Incidental detection of pancreatic cystic lesions (PCLs) is increasingly common during abdominal imaging. While many of these lesions are benign, some carry the potential for malignancy, necessitating routine surveillance. The American College of Radiology (ACR) Incidental Findings Committee (IFC) provides a detailed algorithm to guide follow-up recommendations for such lesions. However, implementing these recommendations in clinical practice remains challenging.
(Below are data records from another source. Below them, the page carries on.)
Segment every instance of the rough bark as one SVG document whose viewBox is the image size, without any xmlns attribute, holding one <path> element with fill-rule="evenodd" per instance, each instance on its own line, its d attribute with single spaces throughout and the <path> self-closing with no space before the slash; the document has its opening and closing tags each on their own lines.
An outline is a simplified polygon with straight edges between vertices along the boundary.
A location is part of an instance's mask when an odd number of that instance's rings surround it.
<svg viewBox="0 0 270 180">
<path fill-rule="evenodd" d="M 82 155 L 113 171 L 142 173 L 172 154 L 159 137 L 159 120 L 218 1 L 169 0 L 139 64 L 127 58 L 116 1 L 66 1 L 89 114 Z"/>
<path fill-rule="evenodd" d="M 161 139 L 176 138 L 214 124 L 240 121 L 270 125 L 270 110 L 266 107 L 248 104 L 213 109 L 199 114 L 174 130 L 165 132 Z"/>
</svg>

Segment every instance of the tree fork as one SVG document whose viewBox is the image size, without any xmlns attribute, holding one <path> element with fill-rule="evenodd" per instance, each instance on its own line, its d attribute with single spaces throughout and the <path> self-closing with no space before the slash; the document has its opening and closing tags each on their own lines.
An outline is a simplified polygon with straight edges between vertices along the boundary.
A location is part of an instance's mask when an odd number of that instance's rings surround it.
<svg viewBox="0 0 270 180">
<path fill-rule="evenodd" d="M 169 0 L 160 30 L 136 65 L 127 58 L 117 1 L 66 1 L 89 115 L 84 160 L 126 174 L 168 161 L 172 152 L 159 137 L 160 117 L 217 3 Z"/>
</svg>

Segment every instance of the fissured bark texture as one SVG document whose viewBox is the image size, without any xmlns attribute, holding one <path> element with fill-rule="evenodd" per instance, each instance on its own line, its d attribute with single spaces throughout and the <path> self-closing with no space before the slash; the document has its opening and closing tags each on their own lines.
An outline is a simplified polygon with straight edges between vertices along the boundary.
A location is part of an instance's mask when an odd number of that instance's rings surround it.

Their complexity, reliance on multimodal inputs such as flowcharts and tables, and need for contextual awareness across serial examinations make them difficult to automate using traditional text-based artificial intelligence (AI) tools. To overcome these limitations, researchers evaluated a novel multimodal large language model (LLM) capable of integrating text and visual elements through a method called flowchart embedding. 

 

Embedding Clinical Knowledge into AI Workflows 

Conventional LLMs are designed to process and generate text, limiting their usefulness when clinical decision-making depends on multimodal information. The ACR IFC algorithm, for instance, includes key diagnostic and follow-up logic embedded in diagrams and tables that a plain-text model cannot interpret. To address this, the study employed a multimodal LLM known as GPT-4o, which can convert image-based content from clinical guidance documents into machine-readable text using vision-to-text capabilities. By structuring these inputs as JSON objects, the model was able to retrieve and use flowchart data dynamically, enabling more accurate and contextually aware recommendations.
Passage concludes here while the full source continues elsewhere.